Wednesday, September 26, 2012

I Heard You Singing

Back in July, I wrote a blog post about whiskey and colds, and mentioned the New Zealand Opera Quartet.  I was accompanist for this group at one point in the sixties, and toured the country with the four singers presenting 45 minute concerts to secondary school pupils.  To great enthusiasm, surprisingly!

As a result of the blog post, one of the surviving Quartet members, Corinne Bridge-Opie, sent me a copy of her book, I Heard You Singing, in which the Quartet gets a whole chapter to itself.  It turns out it had a longer life than I knew about - I was just one of several accompanists who worked with it at different times.

I Heard You Singing is an autobiography/memoir that covers the careers of both Corinne and her husband, Ramon Opie.  Ramon was actually Raymond, which isn't quite so exotic, but as a result of a broadcasting error, Ramon became his performance name.  An announcer had mispronounced his name as Raymon Dopie.  It was quickly decided to change it to make future mistakes avoidable.

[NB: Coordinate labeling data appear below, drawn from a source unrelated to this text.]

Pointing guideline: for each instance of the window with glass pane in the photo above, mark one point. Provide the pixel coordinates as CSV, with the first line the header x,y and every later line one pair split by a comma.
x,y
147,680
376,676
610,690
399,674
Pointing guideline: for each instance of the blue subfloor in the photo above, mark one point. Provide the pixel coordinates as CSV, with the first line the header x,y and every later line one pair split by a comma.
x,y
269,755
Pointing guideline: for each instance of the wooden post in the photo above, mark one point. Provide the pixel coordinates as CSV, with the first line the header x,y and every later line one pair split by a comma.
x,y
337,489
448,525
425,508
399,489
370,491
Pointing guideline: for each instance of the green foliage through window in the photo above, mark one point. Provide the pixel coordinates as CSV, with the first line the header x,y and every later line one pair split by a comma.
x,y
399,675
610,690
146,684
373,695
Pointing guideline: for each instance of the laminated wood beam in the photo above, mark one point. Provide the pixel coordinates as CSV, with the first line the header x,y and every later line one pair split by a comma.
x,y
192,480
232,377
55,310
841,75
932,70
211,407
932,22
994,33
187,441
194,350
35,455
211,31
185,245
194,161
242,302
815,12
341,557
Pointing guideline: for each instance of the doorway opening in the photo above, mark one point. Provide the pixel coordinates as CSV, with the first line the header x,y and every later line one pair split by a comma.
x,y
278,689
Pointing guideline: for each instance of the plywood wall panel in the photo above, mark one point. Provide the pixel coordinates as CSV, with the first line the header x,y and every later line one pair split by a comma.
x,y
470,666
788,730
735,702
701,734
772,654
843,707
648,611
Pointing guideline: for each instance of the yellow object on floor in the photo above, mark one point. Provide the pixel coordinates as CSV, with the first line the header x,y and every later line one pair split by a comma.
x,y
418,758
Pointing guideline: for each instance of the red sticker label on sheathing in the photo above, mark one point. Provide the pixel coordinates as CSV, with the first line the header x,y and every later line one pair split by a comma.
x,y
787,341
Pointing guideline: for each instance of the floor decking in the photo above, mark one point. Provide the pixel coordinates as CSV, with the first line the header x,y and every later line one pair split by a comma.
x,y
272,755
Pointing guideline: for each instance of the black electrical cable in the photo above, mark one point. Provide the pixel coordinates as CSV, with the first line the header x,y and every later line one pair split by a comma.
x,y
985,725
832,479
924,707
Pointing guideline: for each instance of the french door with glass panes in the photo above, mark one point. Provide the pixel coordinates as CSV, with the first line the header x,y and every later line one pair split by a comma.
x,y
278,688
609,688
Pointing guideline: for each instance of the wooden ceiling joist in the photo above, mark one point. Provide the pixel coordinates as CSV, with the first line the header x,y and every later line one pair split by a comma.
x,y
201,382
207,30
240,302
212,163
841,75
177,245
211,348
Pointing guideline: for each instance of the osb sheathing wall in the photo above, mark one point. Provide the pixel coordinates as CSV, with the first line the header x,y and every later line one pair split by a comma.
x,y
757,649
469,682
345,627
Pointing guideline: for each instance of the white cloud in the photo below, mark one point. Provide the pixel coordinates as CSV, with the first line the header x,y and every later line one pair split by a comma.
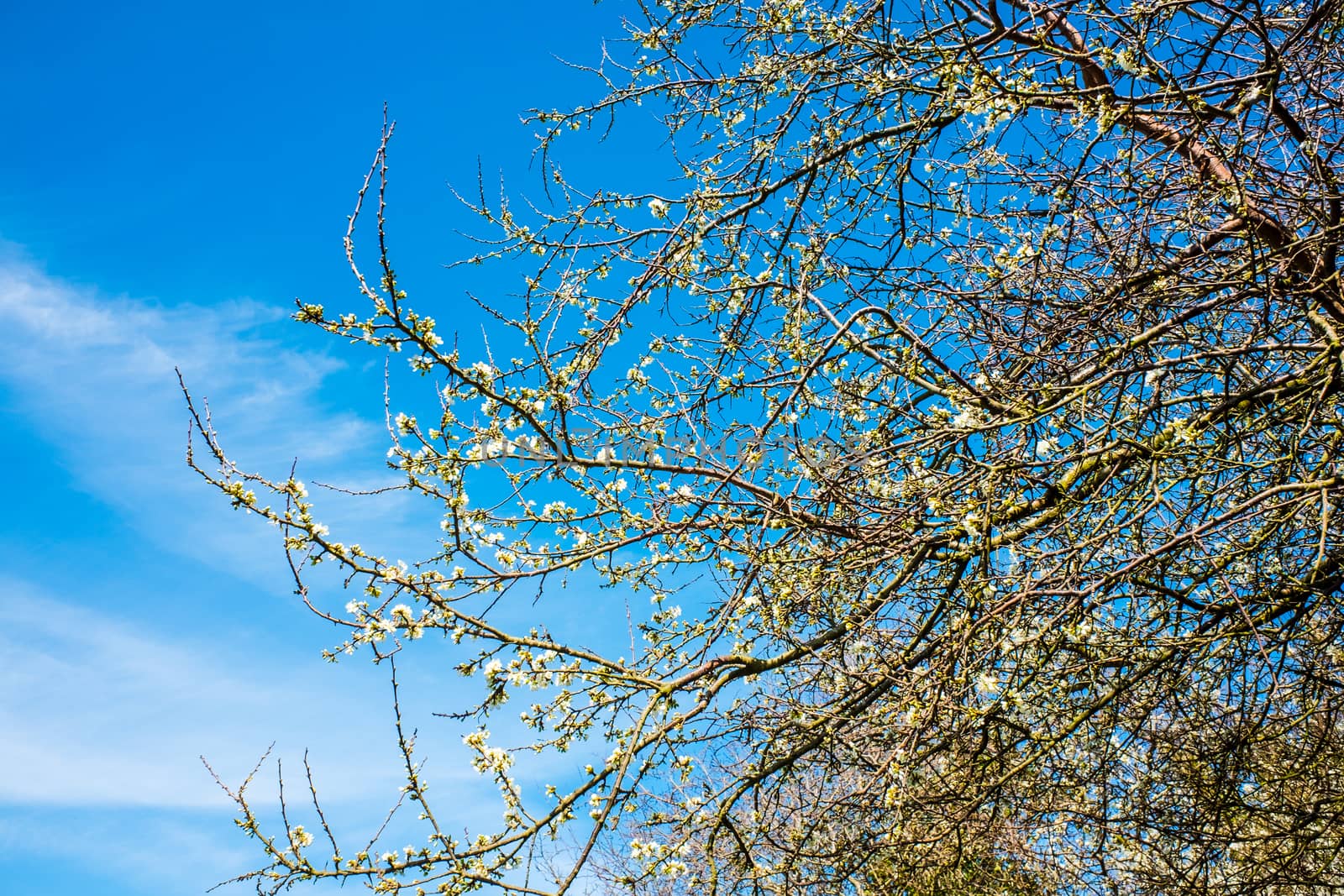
x,y
94,375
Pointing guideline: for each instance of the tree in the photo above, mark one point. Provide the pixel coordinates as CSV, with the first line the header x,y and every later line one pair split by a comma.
x,y
971,412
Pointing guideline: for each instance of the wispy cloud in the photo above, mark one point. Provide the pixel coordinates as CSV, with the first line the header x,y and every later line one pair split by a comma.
x,y
94,374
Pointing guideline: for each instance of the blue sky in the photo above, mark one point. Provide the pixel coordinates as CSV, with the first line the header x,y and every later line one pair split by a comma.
x,y
176,176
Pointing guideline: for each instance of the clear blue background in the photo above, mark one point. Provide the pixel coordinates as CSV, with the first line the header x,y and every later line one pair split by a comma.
x,y
175,175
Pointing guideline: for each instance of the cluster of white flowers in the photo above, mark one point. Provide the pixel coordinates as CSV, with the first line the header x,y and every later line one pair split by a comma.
x,y
488,759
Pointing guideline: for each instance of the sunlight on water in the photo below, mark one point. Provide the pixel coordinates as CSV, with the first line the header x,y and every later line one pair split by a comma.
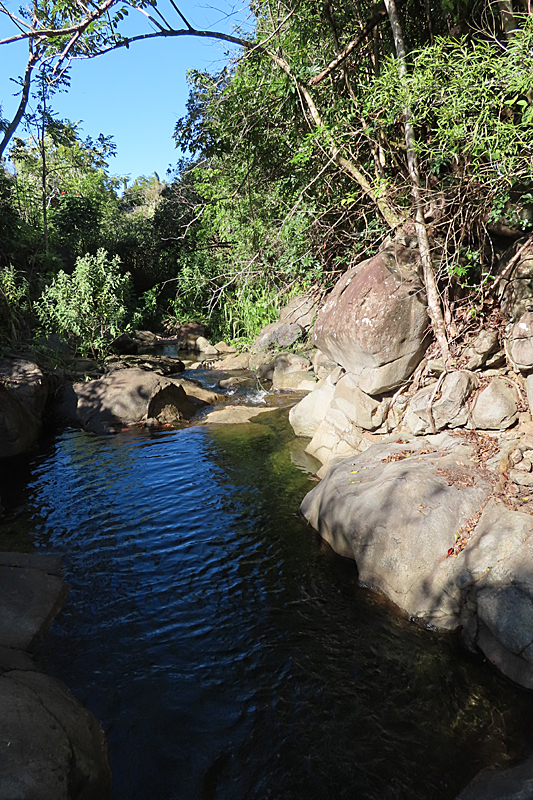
x,y
227,653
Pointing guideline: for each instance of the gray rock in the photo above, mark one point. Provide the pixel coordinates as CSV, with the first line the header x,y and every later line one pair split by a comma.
x,y
358,407
51,748
374,322
306,416
520,342
297,381
277,335
448,411
398,518
23,393
300,309
515,783
496,406
125,397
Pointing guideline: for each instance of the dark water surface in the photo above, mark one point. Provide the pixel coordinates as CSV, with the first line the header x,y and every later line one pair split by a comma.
x,y
227,653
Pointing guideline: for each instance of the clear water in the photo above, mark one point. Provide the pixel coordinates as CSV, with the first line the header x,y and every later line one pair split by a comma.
x,y
228,654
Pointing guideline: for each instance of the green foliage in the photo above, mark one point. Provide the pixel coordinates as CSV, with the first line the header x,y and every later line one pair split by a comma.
x,y
89,307
14,304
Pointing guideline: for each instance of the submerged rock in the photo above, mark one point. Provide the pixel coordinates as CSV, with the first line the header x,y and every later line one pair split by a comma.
x,y
125,397
23,393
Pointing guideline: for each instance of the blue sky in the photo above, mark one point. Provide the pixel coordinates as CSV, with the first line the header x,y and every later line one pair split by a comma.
x,y
135,95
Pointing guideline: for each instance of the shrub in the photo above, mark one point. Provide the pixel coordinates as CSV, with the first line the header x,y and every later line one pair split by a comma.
x,y
89,307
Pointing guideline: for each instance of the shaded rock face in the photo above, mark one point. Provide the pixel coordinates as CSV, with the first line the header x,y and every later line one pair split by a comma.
x,y
396,515
520,343
125,397
448,411
23,393
51,748
496,406
277,334
301,309
374,321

Ray was New Zealand-born and a Kiwi through and through.  He was very down-to-earth and a man of the people, you might say.  He was musical from an early age, and by the time he was a late teenager was gifted with a superb tenor voice. Even before he got some professional vocal training he was known as an outstanding singer. His voice was regarded as unique in Australasia, and like many other New Zealand singers he could easily have become famous well beyond our shores.  He learned all his roles (and the innumerable songs he sang) by ear.  He auditioned at  Covent Garden when he and Corinne spent a few years in England, but was turned down.  It may have been because of his age - he was in his fifties at that point - and the fact that he didn't know any of the operatic roles in their original languages.

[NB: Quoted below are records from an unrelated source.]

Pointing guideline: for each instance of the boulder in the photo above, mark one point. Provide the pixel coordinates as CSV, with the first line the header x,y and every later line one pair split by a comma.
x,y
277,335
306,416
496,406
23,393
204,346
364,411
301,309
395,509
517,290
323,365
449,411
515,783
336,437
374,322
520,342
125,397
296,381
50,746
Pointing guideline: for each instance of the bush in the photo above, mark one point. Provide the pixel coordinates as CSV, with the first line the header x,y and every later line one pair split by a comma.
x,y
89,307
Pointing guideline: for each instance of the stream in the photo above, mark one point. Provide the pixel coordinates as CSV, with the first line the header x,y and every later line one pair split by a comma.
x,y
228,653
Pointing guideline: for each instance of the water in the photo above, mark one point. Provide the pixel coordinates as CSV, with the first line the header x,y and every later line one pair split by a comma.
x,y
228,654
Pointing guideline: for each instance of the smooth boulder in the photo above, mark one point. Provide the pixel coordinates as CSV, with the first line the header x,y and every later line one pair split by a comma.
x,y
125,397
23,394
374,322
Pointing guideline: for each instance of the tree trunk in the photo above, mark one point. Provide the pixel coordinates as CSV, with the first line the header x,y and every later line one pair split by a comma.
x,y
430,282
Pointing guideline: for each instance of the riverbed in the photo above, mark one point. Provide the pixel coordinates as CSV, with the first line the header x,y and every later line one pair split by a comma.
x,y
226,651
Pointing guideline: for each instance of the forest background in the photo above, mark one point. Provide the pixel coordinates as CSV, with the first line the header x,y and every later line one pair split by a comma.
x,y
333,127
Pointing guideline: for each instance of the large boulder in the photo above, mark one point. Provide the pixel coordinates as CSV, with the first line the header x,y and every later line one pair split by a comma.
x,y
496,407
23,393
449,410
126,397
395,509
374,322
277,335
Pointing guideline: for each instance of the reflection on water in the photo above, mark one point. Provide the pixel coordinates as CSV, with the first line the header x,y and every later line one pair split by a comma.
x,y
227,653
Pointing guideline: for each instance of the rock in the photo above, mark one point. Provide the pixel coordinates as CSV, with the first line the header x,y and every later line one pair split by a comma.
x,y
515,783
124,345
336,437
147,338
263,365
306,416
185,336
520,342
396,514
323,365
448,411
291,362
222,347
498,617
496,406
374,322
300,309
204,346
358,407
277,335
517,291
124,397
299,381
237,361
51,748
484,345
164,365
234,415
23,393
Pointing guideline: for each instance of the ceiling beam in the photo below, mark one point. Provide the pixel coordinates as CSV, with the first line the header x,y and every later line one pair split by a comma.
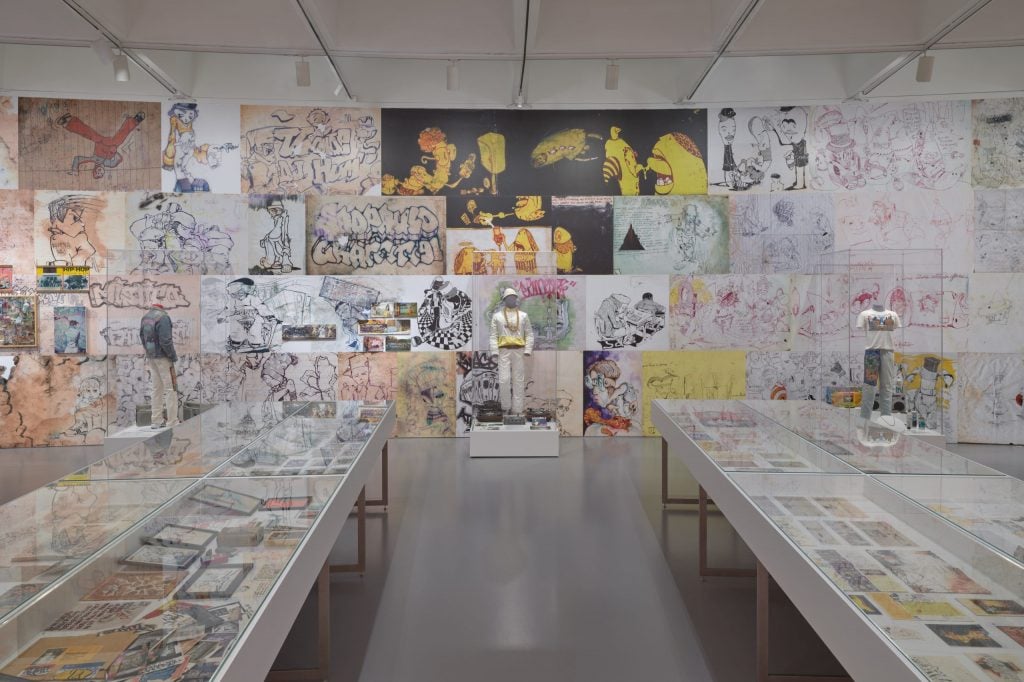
x,y
897,65
318,34
730,34
140,59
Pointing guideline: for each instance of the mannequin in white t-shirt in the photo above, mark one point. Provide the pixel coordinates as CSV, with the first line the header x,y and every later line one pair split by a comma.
x,y
879,325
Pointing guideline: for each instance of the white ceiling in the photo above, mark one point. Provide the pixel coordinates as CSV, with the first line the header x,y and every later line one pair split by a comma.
x,y
394,52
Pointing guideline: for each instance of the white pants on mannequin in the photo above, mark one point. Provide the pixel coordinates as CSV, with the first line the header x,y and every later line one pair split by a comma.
x,y
164,396
511,379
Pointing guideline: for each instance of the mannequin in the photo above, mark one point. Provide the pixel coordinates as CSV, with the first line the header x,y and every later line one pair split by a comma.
x,y
880,366
511,340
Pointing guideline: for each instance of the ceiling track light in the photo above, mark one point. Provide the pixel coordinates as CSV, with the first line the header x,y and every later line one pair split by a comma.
x,y
926,65
302,73
611,76
121,72
452,76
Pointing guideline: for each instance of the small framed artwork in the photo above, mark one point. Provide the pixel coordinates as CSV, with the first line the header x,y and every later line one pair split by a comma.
x,y
18,322
155,556
225,499
173,535
215,582
70,331
406,309
281,504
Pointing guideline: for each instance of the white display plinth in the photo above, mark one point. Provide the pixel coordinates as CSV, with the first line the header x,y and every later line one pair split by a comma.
x,y
484,440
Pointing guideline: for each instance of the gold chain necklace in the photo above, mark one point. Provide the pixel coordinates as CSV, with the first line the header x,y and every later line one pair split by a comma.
x,y
508,325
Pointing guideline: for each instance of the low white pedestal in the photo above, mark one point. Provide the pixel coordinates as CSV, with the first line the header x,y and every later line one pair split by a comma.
x,y
486,440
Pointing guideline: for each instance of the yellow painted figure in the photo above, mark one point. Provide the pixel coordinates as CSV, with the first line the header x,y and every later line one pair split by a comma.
x,y
564,248
679,166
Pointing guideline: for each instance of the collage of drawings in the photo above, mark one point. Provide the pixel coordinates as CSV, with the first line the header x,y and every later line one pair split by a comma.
x,y
659,254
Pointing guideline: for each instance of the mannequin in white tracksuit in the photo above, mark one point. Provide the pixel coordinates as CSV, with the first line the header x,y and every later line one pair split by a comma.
x,y
511,340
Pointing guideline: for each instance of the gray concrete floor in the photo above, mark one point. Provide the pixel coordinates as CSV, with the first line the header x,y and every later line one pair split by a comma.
x,y
532,569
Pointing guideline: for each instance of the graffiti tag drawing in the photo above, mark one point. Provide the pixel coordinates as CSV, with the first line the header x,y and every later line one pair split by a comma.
x,y
758,150
88,144
891,145
186,163
998,142
684,235
294,150
392,236
731,311
780,232
998,218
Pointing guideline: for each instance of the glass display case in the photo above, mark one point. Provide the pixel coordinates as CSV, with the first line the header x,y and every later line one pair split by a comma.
x,y
868,353
949,603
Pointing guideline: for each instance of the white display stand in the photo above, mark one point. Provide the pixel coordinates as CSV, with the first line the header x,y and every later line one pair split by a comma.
x,y
513,440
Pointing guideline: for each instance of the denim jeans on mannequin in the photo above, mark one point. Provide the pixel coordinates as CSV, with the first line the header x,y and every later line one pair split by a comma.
x,y
887,378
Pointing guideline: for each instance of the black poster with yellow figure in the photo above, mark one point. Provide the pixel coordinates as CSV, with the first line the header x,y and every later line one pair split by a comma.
x,y
468,153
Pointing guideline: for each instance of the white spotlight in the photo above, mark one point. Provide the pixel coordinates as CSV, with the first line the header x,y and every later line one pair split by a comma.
x,y
453,75
926,64
102,50
611,76
121,73
302,73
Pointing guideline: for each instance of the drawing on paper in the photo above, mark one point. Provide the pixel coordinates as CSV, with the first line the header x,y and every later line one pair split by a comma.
x,y
684,235
780,232
691,375
426,401
374,236
88,144
730,311
8,142
758,150
77,228
627,312
276,233
74,390
612,383
186,233
198,165
891,145
297,150
998,237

Corinne was also born in New Zealand, but her parents were from England, and she spent some of her childhood there and some here.  Her parents were musical, and she sang and performed with them from a very early age.  By the time I knew her she had trained in London and worked professionally as a singer in the UK.  A call from the fledgling New Zealand Opera Company brought her back to New Zealand, and the Opera Quartet was formed a little later to give four singers work between NZOC productions.  That company offered more work than you might think; not only did they put on full-scale productions, some of which toured the country (Die Fledermaus was one that I was involved in), but they also presented Piano Tours, in which an opera would be performed by as small a cast as possible, accompanied by a pianist/musical director.  (I played for two of these, doing La Boheme, prior to the Opera Quartet tour.)  In these piano tours the cast would also act as stage crew, props and costume organisers, and shifters of scenery.  Even the bus driver who took the unit around the country would get involved backstage with the performances.

I lost touch with Corinne and Ray after the Quartet tour because I went to London to study and work. Strangely enough it turns out they went and worked in London a couple of years later, but our paths never crossed, which was a pity.  They were trying to get work with the opera companies over there, and had some success, but in the end it was decided that New Zealand offered better prospects for them, especially as Ray had some health issues that curtailed their stay.

Corinne's book is detailed and brings back memories of a wide range of people with whom I've had some association, or whose names were familiar to me from the 60s onwards.  In this respect it's like Edmund Bohan's recent book, Singing Historian, which covers much of the same time-period and includes many of the same names.

I Heard You Singing highlights the difficulties of being a full-time singer (or musician of any kind) in New Zealand.  The population is too small to support singers all year round, and the choice is either to pursue a career overseas (as Bohan did) or be content with juggling a job in the 'ordinary' world while working only part-time as a performer.  Corinne mentions innumerable occasions when she goes out and finds a job in order to make ends meet.  Sometimes this job fits in nicely with singing work; at other times the singing has to take a second place.  This increasingly became the case as Corinne and Ray grew older.  It requires considerable stamina (and an understanding family) to cope with the erratic nature of available work, and sometimes it's just easier to do your singing in your spare time.

Corinne's book is a welcome addition to the growing number of books on the work of New Zealand singers and musicians in the second half of last century.  I enjoyed it greatly.